After a decade or more years of studying the dhamma, I think I have gained an awful lot of knowledge. I certainly know a lot of Pali and Sanskrit words, and I am familiar with many discourses and sutta’s. I even know a little bit of chanting, and speak a little bit of Sinhalese (Sri Lankan language).
But thanks to an enlightening talk by Bhante Sanyatha of Blue Lotus Temple yesterday, I realize that I have very little wisdom.
Wisdom, as I understand it, comes from the engagement of the teachings in day-to-day life. I can continue reading and learning all I want, but if this is not engaged in action, then what use is it?

One glaring example that keeps showing up for me is knowing that desire (Tanha) is the cause of all suffering. I absolutely understand that this is true, but in my daily life I continue to have disturbing emotions because of desire.
As I sat in meditation this morning, I could hear the Wife making noises outside on the deck. My mind got agitated that she was not being quite for me. My chest tightened, breathing became labored, my toes even started to clench up. Why couldn’t she be mindful of my meditation time? Gaining awareness of this, I returned to my breath and attempted to have acceptance and allow this to simply be a backdrop to my meditation.
No sooner had I started to feel my body relax, then my dog started to whine in my ear. Either she wanted a biscuit, or she wanted to go out side with her Momma. Either way, once again my chest tightened, my toes curled, and my breathing became short and tense.
Geez, why can’t the World just be quiet for me so I can have some peace for a little while?

Do you see the lack of wisdom here? Well I sure do!
This whole idea of the World accommodating my wants and needs is simply the most powerful form of desire. And whether I am on or off the cushion, I cannot control anyone or any thing.
So my knowledge is useless here unless I can put it into practice and truly being accepting of the nature of all things.
Those noises during meditation were not disturbing me, my mind was disturbing them!
And I believe this is the same way I need to view all other situations that arise from moment to moment.
If you are angry or sad, I should accept this with compassion.

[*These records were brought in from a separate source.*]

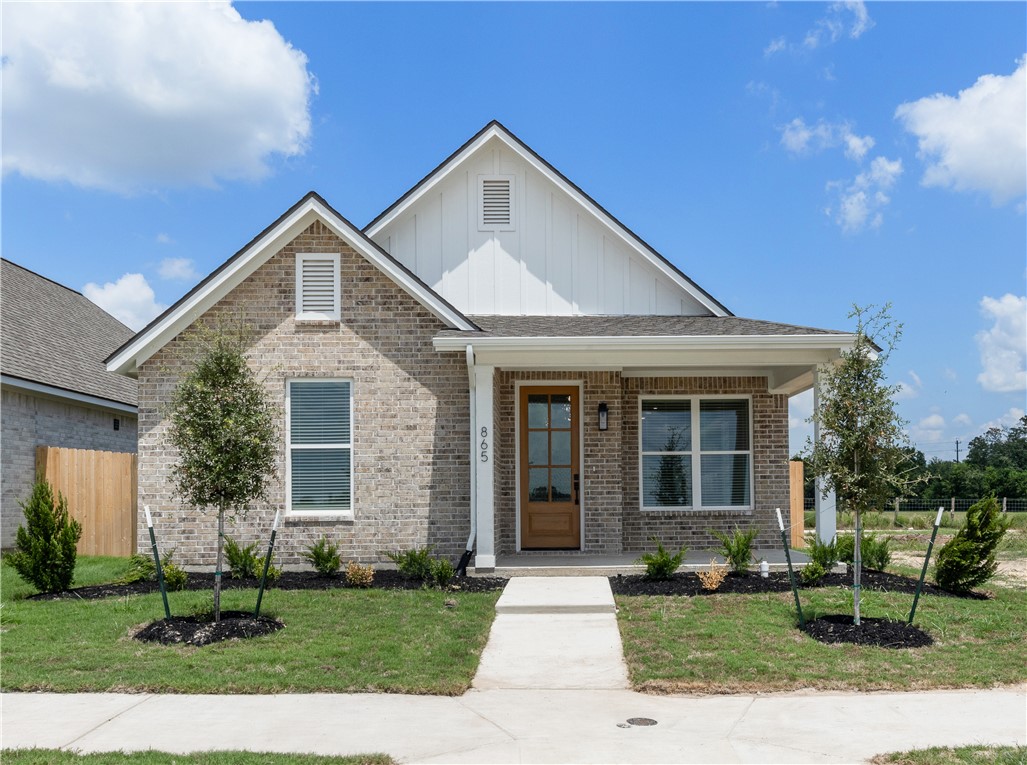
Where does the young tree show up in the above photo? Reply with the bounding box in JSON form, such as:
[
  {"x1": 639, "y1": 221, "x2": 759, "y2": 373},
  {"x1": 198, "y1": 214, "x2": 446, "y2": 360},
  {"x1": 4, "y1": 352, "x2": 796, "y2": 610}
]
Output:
[
  {"x1": 803, "y1": 305, "x2": 917, "y2": 624},
  {"x1": 167, "y1": 330, "x2": 277, "y2": 621}
]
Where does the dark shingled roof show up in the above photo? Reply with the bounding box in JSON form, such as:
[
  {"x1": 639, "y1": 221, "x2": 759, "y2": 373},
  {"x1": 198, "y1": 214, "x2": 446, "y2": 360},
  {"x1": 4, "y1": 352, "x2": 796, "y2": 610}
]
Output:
[
  {"x1": 439, "y1": 315, "x2": 848, "y2": 338},
  {"x1": 0, "y1": 260, "x2": 137, "y2": 407}
]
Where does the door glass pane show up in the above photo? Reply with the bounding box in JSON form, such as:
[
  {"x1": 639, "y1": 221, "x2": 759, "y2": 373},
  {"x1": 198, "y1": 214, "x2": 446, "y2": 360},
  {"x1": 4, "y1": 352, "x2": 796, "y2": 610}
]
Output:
[
  {"x1": 642, "y1": 399, "x2": 692, "y2": 452},
  {"x1": 642, "y1": 454, "x2": 690, "y2": 507},
  {"x1": 549, "y1": 467, "x2": 573, "y2": 502},
  {"x1": 702, "y1": 454, "x2": 750, "y2": 507},
  {"x1": 549, "y1": 395, "x2": 571, "y2": 428},
  {"x1": 528, "y1": 430, "x2": 549, "y2": 465},
  {"x1": 528, "y1": 467, "x2": 549, "y2": 502},
  {"x1": 528, "y1": 393, "x2": 549, "y2": 427},
  {"x1": 549, "y1": 430, "x2": 571, "y2": 465}
]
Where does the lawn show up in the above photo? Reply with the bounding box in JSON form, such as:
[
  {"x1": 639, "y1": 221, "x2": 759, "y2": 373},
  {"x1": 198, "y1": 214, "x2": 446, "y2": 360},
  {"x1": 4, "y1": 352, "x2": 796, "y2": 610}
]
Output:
[
  {"x1": 2, "y1": 749, "x2": 395, "y2": 765},
  {"x1": 0, "y1": 559, "x2": 499, "y2": 695},
  {"x1": 616, "y1": 587, "x2": 1027, "y2": 693}
]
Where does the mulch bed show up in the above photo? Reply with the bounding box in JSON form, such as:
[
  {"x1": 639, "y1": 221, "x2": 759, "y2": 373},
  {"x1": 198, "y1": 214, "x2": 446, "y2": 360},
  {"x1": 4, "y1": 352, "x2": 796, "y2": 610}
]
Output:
[
  {"x1": 803, "y1": 614, "x2": 935, "y2": 648},
  {"x1": 134, "y1": 611, "x2": 286, "y2": 646},
  {"x1": 31, "y1": 569, "x2": 507, "y2": 601}
]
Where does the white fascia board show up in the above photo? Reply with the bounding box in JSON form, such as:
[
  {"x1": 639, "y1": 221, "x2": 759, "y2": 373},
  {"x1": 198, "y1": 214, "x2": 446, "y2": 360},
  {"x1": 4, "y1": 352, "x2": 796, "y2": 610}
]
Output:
[
  {"x1": 366, "y1": 125, "x2": 728, "y2": 316},
  {"x1": 0, "y1": 375, "x2": 139, "y2": 415},
  {"x1": 107, "y1": 198, "x2": 474, "y2": 376}
]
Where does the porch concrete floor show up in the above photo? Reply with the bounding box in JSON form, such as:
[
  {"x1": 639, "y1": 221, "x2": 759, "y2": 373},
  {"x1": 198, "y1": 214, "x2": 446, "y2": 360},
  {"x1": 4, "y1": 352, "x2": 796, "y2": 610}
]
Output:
[{"x1": 471, "y1": 547, "x2": 813, "y2": 576}]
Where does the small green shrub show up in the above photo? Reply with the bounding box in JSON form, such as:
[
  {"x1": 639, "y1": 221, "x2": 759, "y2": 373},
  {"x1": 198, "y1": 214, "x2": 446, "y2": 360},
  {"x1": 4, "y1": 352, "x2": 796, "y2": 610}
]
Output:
[
  {"x1": 935, "y1": 497, "x2": 1009, "y2": 592},
  {"x1": 638, "y1": 537, "x2": 686, "y2": 581},
  {"x1": 7, "y1": 479, "x2": 82, "y2": 592},
  {"x1": 303, "y1": 537, "x2": 342, "y2": 576},
  {"x1": 711, "y1": 527, "x2": 759, "y2": 574},
  {"x1": 346, "y1": 561, "x2": 375, "y2": 588},
  {"x1": 799, "y1": 561, "x2": 828, "y2": 587},
  {"x1": 804, "y1": 537, "x2": 845, "y2": 576}
]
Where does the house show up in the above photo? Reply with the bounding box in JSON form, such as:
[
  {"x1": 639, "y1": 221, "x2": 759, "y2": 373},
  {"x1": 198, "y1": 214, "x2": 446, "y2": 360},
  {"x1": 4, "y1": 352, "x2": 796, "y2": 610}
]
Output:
[
  {"x1": 108, "y1": 122, "x2": 853, "y2": 570},
  {"x1": 0, "y1": 260, "x2": 137, "y2": 547}
]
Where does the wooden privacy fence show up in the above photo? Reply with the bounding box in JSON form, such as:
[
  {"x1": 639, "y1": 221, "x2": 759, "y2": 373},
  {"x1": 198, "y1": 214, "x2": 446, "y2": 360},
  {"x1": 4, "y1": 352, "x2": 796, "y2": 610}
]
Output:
[{"x1": 36, "y1": 447, "x2": 137, "y2": 558}]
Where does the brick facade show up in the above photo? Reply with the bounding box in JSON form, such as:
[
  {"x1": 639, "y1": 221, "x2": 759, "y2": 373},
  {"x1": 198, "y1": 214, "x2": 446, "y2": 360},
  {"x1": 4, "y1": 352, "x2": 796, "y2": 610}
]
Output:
[
  {"x1": 0, "y1": 386, "x2": 136, "y2": 547},
  {"x1": 139, "y1": 222, "x2": 470, "y2": 567}
]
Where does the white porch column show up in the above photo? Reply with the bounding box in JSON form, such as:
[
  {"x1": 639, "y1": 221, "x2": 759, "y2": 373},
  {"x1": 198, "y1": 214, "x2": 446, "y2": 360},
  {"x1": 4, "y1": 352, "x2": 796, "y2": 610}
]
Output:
[
  {"x1": 471, "y1": 365, "x2": 496, "y2": 571},
  {"x1": 813, "y1": 367, "x2": 838, "y2": 544}
]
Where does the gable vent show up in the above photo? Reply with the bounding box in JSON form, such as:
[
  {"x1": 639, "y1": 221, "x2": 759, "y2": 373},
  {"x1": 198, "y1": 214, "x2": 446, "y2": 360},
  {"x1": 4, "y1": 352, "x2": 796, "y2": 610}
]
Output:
[
  {"x1": 296, "y1": 254, "x2": 341, "y2": 321},
  {"x1": 478, "y1": 176, "x2": 514, "y2": 231}
]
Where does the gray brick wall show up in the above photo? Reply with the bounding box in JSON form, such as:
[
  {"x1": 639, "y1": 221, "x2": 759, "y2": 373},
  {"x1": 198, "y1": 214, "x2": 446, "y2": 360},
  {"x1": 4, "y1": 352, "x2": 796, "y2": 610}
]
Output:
[
  {"x1": 139, "y1": 222, "x2": 470, "y2": 566},
  {"x1": 0, "y1": 386, "x2": 137, "y2": 547}
]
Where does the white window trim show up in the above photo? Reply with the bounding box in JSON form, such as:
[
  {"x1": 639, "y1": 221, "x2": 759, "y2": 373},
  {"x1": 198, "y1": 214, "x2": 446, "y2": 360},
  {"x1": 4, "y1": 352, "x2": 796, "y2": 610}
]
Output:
[
  {"x1": 477, "y1": 173, "x2": 517, "y2": 231},
  {"x1": 637, "y1": 393, "x2": 756, "y2": 513},
  {"x1": 286, "y1": 377, "x2": 355, "y2": 521},
  {"x1": 296, "y1": 253, "x2": 342, "y2": 321}
]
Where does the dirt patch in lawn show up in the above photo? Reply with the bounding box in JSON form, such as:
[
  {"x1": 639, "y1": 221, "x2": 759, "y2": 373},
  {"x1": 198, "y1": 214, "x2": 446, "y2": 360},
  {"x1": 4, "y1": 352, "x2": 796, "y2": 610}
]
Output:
[
  {"x1": 132, "y1": 611, "x2": 286, "y2": 646},
  {"x1": 30, "y1": 569, "x2": 507, "y2": 601}
]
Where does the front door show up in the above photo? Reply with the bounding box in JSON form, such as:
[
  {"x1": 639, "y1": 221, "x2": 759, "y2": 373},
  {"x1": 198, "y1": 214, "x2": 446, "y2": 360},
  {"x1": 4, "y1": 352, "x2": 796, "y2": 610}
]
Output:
[{"x1": 520, "y1": 386, "x2": 581, "y2": 549}]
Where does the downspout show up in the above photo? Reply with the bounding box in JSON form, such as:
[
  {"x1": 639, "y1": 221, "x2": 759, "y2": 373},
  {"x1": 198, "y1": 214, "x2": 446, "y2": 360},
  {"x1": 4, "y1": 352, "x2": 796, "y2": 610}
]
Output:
[{"x1": 456, "y1": 343, "x2": 478, "y2": 576}]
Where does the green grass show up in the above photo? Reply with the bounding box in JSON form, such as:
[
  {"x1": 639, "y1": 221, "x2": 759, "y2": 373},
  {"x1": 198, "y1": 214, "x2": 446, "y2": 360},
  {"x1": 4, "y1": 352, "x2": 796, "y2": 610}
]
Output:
[
  {"x1": 2, "y1": 749, "x2": 395, "y2": 765},
  {"x1": 870, "y1": 744, "x2": 1027, "y2": 765},
  {"x1": 616, "y1": 587, "x2": 1027, "y2": 693},
  {"x1": 0, "y1": 561, "x2": 499, "y2": 695}
]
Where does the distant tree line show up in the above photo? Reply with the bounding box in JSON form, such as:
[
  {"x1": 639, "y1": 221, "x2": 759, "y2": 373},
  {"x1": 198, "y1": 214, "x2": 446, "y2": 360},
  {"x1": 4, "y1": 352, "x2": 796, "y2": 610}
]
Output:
[{"x1": 804, "y1": 415, "x2": 1027, "y2": 500}]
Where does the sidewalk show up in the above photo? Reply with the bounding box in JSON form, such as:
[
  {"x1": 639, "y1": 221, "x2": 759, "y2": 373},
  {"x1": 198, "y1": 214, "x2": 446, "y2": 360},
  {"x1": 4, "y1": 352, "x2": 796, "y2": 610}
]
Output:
[{"x1": 0, "y1": 687, "x2": 1027, "y2": 763}]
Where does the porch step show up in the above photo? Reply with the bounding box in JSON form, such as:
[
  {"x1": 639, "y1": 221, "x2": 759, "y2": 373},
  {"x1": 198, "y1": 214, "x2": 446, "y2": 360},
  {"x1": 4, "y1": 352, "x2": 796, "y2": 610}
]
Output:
[{"x1": 496, "y1": 576, "x2": 617, "y2": 614}]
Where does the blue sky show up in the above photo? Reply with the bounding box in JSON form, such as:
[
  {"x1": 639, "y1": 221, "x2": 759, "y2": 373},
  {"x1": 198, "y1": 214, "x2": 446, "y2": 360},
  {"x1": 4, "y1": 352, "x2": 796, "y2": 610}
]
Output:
[{"x1": 0, "y1": 2, "x2": 1027, "y2": 459}]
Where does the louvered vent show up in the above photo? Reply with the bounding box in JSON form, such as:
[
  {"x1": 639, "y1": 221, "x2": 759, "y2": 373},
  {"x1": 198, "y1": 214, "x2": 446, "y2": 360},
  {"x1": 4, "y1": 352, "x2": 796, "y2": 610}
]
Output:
[{"x1": 296, "y1": 254, "x2": 339, "y2": 320}]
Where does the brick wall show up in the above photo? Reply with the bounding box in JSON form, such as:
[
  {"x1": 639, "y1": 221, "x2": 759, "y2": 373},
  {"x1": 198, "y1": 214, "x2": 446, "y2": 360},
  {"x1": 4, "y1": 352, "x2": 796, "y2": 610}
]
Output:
[
  {"x1": 139, "y1": 222, "x2": 470, "y2": 566},
  {"x1": 0, "y1": 387, "x2": 136, "y2": 547}
]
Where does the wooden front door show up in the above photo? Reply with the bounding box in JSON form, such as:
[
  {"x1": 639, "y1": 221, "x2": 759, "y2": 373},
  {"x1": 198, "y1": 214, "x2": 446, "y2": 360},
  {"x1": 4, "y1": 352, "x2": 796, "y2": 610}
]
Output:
[{"x1": 519, "y1": 386, "x2": 581, "y2": 549}]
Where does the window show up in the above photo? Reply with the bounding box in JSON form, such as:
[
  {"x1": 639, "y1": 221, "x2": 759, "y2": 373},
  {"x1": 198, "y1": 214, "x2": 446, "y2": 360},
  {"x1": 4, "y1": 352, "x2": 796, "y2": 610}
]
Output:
[
  {"x1": 286, "y1": 380, "x2": 353, "y2": 517},
  {"x1": 478, "y1": 176, "x2": 514, "y2": 231},
  {"x1": 296, "y1": 253, "x2": 342, "y2": 321},
  {"x1": 640, "y1": 396, "x2": 752, "y2": 510}
]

If your anger or sadness upsets me, then clearly my desire to eliminate that is the cause of my suffering. It is not you, or your emotions or words that cause this, but my own lack of wisdom.

I continue to have a strong determination to learn more, and study the dhamma. And I find that Pali words often contain a deeper meaning than their English counterparts, so this too holds my interest.
But now I see that I have perhaps put the cart before the horse here. My knowledge is doing quite well I think, but it’s time to develop some wisdom now.

May you be well, happy and peaceful.